Flipping Cakes and the Open Bar:

Cooking Cakes:

Field Sausage:

Home Fries:

Warm Root Salad:

Slappy Green:

7 Comments

Filed under breakfast, family, gluten free, SE, webly

Kettleman Bagel Company – Downtown

Kettleman Bagel Company – Downtown, Brief Review
Overall Service Food Quality Atmosphere Vegan Options
6 8 6 5 5
Location: 845 SW 4th Portland, OR

Phone: 503-445-8188 Fax: 503-445-8189

Hours: 6am to 6pm Times Visited: 6+

Rooted inside this reviewer is a native New Yorker who likes her pizza crusts thin, her falafel cheap, and bagels toasted, thick, and chewy.  I’ve sampled Kettleman Bagels across town sporadically since they opened on SE 11th a few years ago; my method of choice being smeared with tasty, flavored cream cheeses at Sweetpea Baking Co.

Prior to the opening of the new downtown Kettleman’s this summer, my opinion was that their bagels were simply the best bagel vehicle for a spread in Portland, by default.  They didn’t complete the deep bagel craving in my heart, but they came closer than anything else, and they are made with Northwest grown Shepard’s Grain Sustainable Wheat.

Kettleman’s boils and bakes an enormous amount of kosher bagels daily, and the consistency varies.  I’ve had great, chewy bagels and others that walk the line slowly towards Noah’s soft style.  Others were so in between I was sad the term ‘New York style’ was associated.  In case you’re not familiar, New York style bagels are technically large, yeasted rolls with a hole in the middle that are made with malt, salt, and boiled prior to baking. If you’ve had a bagel in New York City, I am confident you believe the hype, and know what I’m talking about.

After several visits to the new Kettleman’s, my stance remains the same: their bagels are simply the most realistic bagel you can buy in Portland, by default.  I don’t know if all bagels are being cooked at the SE location and dispersed around town, but the most consistently positive experiences I’ve had are at the hurry-in-and-out downtown location.
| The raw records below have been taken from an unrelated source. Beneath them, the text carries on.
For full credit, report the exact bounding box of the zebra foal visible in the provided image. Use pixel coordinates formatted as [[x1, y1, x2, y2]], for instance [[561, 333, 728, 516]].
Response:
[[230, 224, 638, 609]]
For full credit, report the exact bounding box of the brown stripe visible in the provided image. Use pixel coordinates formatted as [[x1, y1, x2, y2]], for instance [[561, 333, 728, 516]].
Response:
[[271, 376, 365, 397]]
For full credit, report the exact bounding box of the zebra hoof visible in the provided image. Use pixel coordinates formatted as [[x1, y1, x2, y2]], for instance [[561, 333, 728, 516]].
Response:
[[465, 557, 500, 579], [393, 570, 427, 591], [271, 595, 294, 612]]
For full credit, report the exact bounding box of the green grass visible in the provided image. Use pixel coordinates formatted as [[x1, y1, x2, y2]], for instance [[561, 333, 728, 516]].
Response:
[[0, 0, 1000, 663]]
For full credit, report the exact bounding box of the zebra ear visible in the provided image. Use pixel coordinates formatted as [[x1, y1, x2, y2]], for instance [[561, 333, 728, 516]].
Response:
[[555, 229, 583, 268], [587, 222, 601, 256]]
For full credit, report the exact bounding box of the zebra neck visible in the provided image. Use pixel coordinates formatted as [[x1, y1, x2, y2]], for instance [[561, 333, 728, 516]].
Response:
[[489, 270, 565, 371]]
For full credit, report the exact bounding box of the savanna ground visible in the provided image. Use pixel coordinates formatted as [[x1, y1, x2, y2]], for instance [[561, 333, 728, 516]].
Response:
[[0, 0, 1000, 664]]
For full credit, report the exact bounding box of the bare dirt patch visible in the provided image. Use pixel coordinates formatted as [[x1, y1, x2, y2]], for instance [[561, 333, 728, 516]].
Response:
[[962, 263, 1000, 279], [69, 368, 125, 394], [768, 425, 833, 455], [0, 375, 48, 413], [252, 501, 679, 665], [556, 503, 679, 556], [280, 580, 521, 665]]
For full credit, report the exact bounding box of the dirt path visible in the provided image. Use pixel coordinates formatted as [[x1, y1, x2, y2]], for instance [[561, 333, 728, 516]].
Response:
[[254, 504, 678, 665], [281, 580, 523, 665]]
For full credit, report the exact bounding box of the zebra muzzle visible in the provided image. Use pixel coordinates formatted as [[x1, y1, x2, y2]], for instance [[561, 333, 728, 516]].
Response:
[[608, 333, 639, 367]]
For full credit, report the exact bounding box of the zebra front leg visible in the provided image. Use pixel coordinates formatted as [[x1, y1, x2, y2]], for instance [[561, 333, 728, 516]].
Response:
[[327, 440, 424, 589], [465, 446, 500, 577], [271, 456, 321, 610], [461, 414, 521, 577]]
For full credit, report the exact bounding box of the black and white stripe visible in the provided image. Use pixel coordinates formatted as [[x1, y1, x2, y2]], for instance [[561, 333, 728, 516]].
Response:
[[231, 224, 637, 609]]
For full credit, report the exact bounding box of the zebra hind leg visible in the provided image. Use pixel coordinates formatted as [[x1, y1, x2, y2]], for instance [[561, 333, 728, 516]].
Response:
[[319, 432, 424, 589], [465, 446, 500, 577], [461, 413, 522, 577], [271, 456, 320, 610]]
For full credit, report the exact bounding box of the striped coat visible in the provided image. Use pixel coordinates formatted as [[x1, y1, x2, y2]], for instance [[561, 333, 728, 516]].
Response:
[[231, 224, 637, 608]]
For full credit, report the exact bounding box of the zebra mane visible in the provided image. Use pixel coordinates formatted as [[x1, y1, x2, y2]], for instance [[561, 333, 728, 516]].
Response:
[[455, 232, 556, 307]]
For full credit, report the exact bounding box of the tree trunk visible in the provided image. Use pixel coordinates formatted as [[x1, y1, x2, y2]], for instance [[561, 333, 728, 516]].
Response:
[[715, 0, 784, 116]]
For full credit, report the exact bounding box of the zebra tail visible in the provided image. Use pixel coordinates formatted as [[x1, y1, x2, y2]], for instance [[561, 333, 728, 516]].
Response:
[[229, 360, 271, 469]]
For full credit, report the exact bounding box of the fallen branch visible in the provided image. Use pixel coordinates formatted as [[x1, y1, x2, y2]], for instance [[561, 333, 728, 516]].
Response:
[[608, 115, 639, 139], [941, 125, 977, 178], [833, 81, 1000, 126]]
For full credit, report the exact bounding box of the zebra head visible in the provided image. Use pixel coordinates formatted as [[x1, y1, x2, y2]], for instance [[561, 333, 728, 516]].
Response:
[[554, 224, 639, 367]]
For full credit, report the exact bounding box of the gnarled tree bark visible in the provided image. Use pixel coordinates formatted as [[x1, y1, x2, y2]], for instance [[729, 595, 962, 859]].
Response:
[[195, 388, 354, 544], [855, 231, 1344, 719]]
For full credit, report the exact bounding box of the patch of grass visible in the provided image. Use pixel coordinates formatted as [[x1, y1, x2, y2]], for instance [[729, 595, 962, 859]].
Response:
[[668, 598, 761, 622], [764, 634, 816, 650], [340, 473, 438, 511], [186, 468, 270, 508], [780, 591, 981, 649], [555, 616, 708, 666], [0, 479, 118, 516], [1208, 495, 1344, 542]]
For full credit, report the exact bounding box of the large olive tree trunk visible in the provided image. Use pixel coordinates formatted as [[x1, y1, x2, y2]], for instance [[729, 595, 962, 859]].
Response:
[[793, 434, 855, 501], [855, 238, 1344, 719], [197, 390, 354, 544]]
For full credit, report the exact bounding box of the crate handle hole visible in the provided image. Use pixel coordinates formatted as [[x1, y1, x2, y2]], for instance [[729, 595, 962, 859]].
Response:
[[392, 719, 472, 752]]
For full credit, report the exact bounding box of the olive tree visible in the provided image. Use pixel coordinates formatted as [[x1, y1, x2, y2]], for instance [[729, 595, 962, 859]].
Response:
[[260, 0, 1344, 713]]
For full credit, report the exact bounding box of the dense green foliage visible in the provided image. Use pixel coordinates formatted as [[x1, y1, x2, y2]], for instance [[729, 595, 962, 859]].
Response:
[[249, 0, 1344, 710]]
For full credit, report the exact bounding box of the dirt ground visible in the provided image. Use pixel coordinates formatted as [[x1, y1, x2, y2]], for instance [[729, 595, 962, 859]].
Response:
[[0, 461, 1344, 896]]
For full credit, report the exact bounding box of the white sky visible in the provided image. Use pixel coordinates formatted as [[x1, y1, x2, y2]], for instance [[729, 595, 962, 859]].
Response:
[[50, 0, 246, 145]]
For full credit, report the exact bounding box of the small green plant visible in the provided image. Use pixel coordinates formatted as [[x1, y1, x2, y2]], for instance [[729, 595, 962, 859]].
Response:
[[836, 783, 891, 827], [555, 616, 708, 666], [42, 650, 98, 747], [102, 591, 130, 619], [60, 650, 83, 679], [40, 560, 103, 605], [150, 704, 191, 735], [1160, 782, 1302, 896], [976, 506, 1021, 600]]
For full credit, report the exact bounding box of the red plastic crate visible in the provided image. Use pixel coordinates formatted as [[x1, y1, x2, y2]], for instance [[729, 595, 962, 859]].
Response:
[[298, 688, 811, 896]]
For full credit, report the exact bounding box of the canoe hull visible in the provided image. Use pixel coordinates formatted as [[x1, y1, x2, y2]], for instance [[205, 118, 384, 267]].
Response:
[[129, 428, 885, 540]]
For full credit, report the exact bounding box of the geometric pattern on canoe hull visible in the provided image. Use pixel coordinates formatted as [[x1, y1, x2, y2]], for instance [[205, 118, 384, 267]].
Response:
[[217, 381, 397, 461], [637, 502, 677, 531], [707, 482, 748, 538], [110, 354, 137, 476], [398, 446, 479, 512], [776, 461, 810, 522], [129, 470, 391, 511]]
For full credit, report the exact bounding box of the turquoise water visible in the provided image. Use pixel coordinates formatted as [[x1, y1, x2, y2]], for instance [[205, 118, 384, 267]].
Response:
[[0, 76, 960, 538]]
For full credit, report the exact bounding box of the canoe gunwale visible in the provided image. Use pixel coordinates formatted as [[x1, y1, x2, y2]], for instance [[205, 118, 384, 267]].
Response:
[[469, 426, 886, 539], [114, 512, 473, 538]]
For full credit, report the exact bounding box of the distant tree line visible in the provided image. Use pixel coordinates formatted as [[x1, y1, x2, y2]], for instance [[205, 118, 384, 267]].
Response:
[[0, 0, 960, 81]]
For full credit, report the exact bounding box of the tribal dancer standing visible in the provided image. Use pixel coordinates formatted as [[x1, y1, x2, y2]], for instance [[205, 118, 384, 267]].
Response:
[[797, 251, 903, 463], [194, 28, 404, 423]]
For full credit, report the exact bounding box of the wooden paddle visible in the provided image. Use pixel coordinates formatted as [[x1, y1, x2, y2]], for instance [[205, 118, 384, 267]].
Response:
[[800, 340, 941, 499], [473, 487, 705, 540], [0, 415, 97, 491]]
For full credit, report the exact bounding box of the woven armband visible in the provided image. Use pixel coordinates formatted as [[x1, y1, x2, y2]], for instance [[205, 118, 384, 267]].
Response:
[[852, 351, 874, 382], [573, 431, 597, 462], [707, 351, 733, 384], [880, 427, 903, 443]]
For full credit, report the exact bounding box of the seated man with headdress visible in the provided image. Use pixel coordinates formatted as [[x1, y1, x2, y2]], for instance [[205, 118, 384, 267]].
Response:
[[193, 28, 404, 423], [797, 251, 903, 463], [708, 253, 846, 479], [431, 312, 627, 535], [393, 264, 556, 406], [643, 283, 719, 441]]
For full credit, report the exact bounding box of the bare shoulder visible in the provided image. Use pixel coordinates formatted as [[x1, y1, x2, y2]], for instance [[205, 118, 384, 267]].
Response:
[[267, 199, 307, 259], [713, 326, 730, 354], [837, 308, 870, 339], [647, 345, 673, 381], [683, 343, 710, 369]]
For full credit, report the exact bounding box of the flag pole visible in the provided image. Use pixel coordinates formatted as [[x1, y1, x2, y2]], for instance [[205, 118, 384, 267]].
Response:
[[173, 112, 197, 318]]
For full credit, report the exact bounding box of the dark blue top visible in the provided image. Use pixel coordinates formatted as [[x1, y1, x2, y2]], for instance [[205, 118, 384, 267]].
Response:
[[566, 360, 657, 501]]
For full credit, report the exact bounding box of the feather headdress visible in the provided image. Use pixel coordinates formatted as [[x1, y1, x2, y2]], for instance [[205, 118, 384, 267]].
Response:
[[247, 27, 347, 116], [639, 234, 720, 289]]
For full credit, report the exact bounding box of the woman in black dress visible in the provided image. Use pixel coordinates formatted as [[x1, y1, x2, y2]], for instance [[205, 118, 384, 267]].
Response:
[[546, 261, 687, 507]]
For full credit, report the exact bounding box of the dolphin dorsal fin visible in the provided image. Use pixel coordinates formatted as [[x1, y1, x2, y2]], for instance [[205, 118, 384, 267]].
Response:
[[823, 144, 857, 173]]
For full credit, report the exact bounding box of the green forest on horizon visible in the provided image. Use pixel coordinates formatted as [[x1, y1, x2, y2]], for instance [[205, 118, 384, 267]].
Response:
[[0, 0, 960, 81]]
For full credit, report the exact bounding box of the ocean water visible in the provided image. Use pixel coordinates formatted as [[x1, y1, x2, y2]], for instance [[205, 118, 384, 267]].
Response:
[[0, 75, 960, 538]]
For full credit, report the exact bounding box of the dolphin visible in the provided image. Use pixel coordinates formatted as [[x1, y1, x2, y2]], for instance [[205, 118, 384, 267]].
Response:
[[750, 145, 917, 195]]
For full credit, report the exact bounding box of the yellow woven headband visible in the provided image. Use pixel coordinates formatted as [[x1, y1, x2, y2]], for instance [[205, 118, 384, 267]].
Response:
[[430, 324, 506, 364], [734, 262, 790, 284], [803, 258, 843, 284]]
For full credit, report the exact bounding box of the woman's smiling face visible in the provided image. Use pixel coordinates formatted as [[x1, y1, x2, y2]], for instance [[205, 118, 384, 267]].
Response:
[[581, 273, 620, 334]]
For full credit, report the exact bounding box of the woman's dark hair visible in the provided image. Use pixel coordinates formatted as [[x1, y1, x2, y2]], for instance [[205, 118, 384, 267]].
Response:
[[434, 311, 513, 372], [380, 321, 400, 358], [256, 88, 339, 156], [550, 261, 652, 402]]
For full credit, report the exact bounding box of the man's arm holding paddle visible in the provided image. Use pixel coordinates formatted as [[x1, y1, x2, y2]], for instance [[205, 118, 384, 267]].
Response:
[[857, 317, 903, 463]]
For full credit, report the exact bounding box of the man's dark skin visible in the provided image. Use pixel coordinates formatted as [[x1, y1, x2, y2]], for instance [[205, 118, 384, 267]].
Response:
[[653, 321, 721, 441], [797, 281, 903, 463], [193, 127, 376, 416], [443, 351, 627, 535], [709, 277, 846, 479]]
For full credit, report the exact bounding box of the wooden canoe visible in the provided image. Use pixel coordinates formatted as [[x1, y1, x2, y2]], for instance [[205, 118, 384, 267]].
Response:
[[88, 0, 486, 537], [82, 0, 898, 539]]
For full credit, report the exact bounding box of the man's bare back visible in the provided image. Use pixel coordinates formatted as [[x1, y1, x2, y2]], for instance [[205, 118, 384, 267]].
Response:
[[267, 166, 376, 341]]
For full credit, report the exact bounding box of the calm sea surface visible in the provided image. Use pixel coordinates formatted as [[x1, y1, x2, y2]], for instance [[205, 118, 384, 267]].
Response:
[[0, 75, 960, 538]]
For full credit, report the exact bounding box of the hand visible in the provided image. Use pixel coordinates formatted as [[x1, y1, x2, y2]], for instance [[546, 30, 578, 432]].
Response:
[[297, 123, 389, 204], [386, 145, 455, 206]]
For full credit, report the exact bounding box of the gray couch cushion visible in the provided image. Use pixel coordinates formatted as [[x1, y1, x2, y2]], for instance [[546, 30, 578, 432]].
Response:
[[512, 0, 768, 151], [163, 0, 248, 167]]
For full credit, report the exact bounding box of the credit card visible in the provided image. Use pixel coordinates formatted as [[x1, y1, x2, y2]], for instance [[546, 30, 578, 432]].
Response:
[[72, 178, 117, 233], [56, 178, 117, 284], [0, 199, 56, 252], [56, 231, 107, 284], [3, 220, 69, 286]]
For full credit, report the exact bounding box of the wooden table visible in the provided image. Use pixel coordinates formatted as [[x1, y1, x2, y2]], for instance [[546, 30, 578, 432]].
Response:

There’s just enough room to peek down in the display case when you walk inside the new shop on SW 4th and move a foot or two to the register to order and pay.  When it’s wet outside, you may have to push your way up front or have your selection memorized.  Aiding the appropriate morning bagel rush are the smiling, quickly moving counter staff, beckoning your orders and prepping your bagel.  They also offer a fax-ahead service for individual and group offers.  I’ve never waited more than a few minutes for my bagel, even on zany, busy days with office worker zombies crowding the usually decently dripped Stumptown coffee pots.  Credit for the large pitcher of soymilk along with the rest. On nice days, the front doors are open and people wait outside for their orders.  If you do this, I recommend listening very carefully because I’ve heard orders called out multiple times before being picked up.  There is absolutely no room for indoor seating.  It’s a crowded squeeze both in front and behind the counter of this shop, but there is a small table outside.

As for the bagel experiences, the downtown location delivers the promise of ‘toasted’ on most requests, and that’s more than I can say for most coffee shops that offer bagels. Vegans have their choice of jelly, plain Tofutti, vegetable Tofutti, and gourmet hummus for spreading. Additional topping choices include mixed spring greens, tomato, red onion, olives, cucumber, and capers.  None of their pastries are vegan, and my spread preference goes to the hummus ($2.95/bagel). There’s nothing gourmet about it and I wouldn’t be surprised if it’s sourced outside the company, but it’s a decent, mildly spiced, creamy hummus – and just slightly cheaper than the Tofutti. They do pile the smooth, original ‘futi, but I find that too bland unless it’s on the borderline sweet Cinnamon Raisin.  And my two under toasted bagels (cinnamon raisin and garlic) from this shop were slapped with Tofutti, so I’m a bit scarred. I’ll volunteer for toasted sesame and poppy seeds in my teeth and hummus-y, garlic breath, thanks.

Kettleman, you’re decent, and hummus smeared bagels for $3 are appreciated, because sometimes you just want a quick bagel for breakfast or lunch.  That being said, I can just as easily hold out for the real thing in the Big Apple.

Poppy Seed bagel with Gourmet Hummus

a good bagel

Cinnamon Raisin with plain Tofutti cream cheese.